O agente de prevenção mora em Itaquera, bairro também da zona leste, e enxerga que a periferia está longe do debate e do acesso à Prep. 

“A profilaxia é de extrema importância para a periferia. O preservativo vem caindo no esquecimento coletivo. Tenho percebido muita relutância com as pessoas sobre o assunto da Prep. Todos alegam usar camisinha e que não precisam”, comenta.

“Desconfiam do nosso projeto. Por dia, preciso explicar para pelo menos 15 jovens a mesma informação.” Para Yago, a distância também pode ser um indicativo do risco maior que esses jovens correm. 

“Fica escancarado que a informação não está chegando para jovens da periferia, a maioria de negros, que estão sucesstíveis a contrair alguma IST, já que não estão sendo ensinados a se cuidarem”, explica.

SAÚDE, RESISTÊNCIA E INOVAÇÃO

A abordagem do programa, além do público-alvo, com faixa etária diferenciada também é um dos grandes trunfos do projeto.  A equipe de campo visita áreas mais propensas a encontrar os potenciais usuários do método preventivo e tem profissionais que se identificam com os possíveis pacientes.

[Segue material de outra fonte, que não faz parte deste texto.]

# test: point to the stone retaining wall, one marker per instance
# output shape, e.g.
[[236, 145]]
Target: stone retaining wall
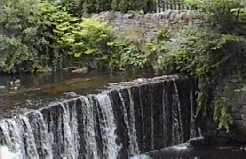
[[145, 27]]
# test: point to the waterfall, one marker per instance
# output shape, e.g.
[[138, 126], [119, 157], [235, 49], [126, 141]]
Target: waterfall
[[126, 120]]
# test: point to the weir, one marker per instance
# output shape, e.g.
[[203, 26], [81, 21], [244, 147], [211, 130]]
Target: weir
[[125, 120]]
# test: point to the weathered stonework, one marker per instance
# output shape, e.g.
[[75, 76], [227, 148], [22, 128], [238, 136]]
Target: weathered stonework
[[145, 27]]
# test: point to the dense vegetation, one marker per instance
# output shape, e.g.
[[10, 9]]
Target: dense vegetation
[[37, 35], [40, 35]]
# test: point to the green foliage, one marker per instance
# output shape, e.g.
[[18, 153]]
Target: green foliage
[[80, 7], [201, 53], [85, 40], [224, 13], [14, 55], [18, 30], [222, 114], [127, 56]]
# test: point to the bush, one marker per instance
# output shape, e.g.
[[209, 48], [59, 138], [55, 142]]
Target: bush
[[19, 26], [86, 40], [204, 54]]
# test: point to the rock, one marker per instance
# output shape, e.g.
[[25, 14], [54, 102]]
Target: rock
[[69, 95], [2, 87]]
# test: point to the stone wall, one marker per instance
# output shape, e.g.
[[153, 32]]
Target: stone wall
[[145, 27]]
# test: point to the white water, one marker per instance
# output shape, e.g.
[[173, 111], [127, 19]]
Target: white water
[[108, 127]]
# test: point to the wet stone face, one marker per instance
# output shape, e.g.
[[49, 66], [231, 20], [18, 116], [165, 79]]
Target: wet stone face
[[128, 119]]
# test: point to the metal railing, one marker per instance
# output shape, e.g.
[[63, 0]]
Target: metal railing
[[163, 5]]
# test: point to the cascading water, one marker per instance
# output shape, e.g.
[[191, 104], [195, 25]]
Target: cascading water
[[129, 119]]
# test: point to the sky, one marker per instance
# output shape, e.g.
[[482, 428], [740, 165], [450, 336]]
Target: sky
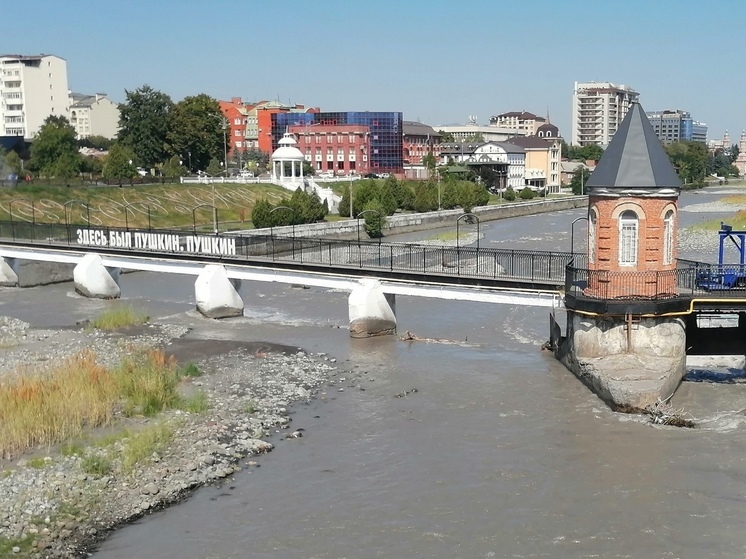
[[436, 61]]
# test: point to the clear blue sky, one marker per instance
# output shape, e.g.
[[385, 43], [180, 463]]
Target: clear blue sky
[[437, 61]]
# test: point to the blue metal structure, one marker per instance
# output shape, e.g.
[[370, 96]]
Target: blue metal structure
[[726, 276]]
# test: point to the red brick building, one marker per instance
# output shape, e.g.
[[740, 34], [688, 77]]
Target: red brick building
[[633, 215], [342, 149]]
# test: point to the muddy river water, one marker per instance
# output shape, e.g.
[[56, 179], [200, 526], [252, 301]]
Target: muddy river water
[[500, 451]]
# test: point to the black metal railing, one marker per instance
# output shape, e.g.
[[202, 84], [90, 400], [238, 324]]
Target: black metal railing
[[539, 268]]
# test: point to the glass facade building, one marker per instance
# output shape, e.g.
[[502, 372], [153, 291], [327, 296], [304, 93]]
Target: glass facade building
[[384, 129]]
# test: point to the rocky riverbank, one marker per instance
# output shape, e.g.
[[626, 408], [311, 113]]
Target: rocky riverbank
[[49, 505]]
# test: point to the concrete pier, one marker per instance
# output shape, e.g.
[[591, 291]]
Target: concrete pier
[[629, 366], [372, 312], [216, 294], [8, 272], [93, 279]]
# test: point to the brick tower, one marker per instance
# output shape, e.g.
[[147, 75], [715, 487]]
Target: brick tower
[[633, 215], [625, 338]]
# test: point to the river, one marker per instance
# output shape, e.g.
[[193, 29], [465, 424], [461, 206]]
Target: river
[[500, 451]]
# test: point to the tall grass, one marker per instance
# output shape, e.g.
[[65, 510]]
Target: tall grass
[[57, 405], [119, 316]]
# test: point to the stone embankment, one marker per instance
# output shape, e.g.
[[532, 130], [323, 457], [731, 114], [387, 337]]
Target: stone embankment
[[49, 506]]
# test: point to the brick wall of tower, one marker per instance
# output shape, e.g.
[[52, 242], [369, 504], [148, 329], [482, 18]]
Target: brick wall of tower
[[651, 276]]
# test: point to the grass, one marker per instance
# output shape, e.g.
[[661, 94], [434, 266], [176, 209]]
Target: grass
[[169, 206], [119, 316], [59, 404], [197, 403], [140, 446]]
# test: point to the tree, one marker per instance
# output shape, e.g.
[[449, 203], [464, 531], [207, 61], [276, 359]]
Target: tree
[[54, 151], [118, 164], [374, 218], [174, 168], [100, 143], [579, 179], [197, 128], [430, 163], [12, 162], [144, 121]]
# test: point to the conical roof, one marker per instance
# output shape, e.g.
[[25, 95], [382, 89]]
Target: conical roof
[[635, 158]]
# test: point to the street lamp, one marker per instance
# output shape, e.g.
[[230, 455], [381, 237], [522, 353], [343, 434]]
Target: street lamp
[[194, 220], [572, 234], [126, 208], [358, 222], [10, 212], [271, 227]]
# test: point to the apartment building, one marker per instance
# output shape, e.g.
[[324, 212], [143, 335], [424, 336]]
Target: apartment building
[[94, 115], [675, 126], [32, 88], [598, 109], [518, 120]]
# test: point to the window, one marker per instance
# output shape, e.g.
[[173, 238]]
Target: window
[[628, 226], [668, 237]]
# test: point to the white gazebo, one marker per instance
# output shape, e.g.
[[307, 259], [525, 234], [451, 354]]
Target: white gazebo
[[287, 153]]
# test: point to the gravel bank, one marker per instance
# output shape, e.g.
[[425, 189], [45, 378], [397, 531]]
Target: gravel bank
[[50, 508]]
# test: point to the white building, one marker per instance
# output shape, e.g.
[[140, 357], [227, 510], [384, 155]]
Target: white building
[[94, 115], [32, 88], [597, 111]]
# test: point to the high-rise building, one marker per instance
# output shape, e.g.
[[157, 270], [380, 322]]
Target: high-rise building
[[94, 115], [32, 88], [674, 126], [598, 109]]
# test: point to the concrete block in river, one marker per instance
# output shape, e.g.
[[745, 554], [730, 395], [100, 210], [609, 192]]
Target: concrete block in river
[[216, 295], [93, 279], [372, 312]]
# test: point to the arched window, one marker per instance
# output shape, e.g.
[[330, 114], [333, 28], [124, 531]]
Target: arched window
[[668, 237], [592, 236], [628, 231]]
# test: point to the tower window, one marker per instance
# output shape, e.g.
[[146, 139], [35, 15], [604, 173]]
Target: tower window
[[668, 237], [628, 238]]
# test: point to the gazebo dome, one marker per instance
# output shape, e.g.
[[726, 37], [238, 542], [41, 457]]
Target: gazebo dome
[[287, 150]]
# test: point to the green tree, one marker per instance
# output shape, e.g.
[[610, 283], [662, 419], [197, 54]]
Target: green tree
[[54, 151], [579, 179], [144, 122], [375, 218], [96, 142], [13, 162], [174, 168], [197, 128], [260, 215], [118, 164], [214, 167], [430, 164]]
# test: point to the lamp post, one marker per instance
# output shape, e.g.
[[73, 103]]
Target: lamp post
[[126, 208], [67, 221], [358, 222], [194, 220], [271, 227], [10, 212], [572, 234]]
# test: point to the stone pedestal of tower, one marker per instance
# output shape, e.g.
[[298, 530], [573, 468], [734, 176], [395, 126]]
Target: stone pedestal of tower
[[628, 365]]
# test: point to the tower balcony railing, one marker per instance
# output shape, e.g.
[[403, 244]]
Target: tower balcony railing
[[690, 279]]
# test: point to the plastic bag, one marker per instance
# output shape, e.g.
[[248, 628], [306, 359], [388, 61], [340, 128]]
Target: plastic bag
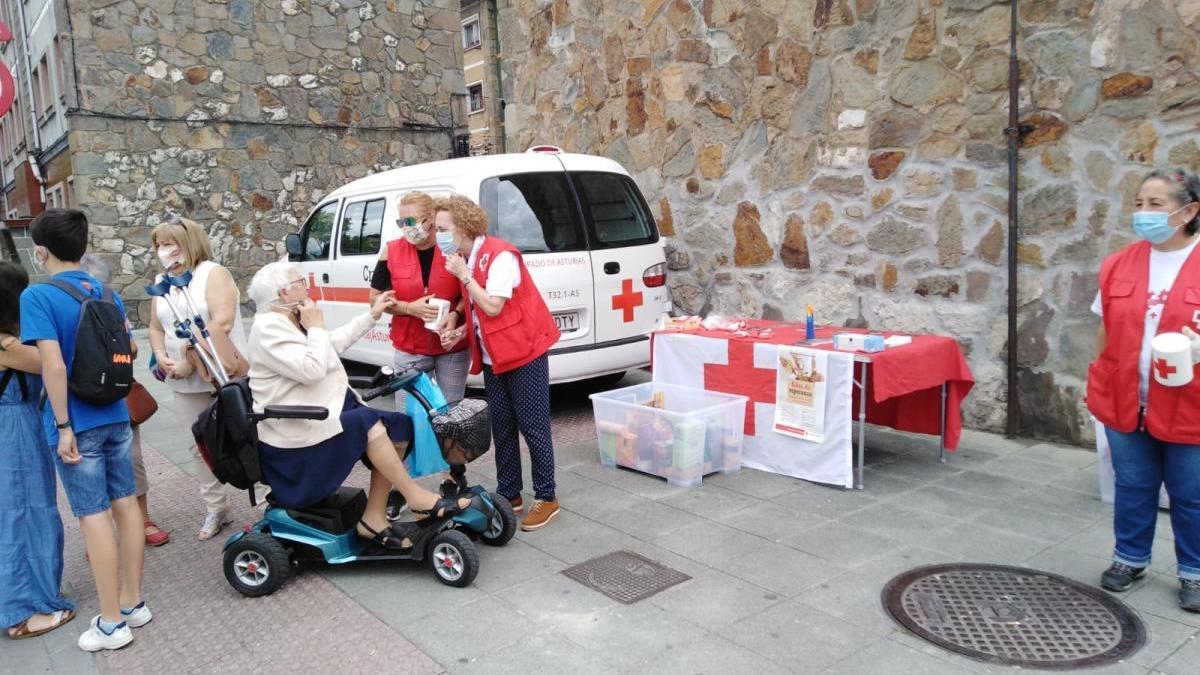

“Literalmente os pesquisadores estão buscando fluxos, baladinhas e locais onde existe encontro dos jovens com o perfil da pesquisa. Por isso, além da equipe de profissionais da saúde, há os educadores que também são jovens gays que fazem o primeiro contato”, afirma Wellington Matos, presidente do coletivo que cedeu espaço para o projeto.

Pensando em quem se sente inibido a procurar ajuda ou informações presencialmente, ou até pelo momento de pandemia de Covid-19, em que as saídas às ruas diminuíram, o projeto também conta com a ajuda da ‘robô’ Amanda Selfie.

Trata-se de um perfil criado nas redes sociais, Instagram e Facebook, que responde automaticamente dúvidas sobre profilaxia, autotestagem para HIV e outras questões relacionadas a infecções sexualmente transmissíveis.

Além de São Paulo, o projeto PrEP1519 também está em Salvador e Belo Horizonte. No total, são 871 participantes. Na capital paulista, dos 406 usuários, 317 já estão fazendo uso da profilaxia.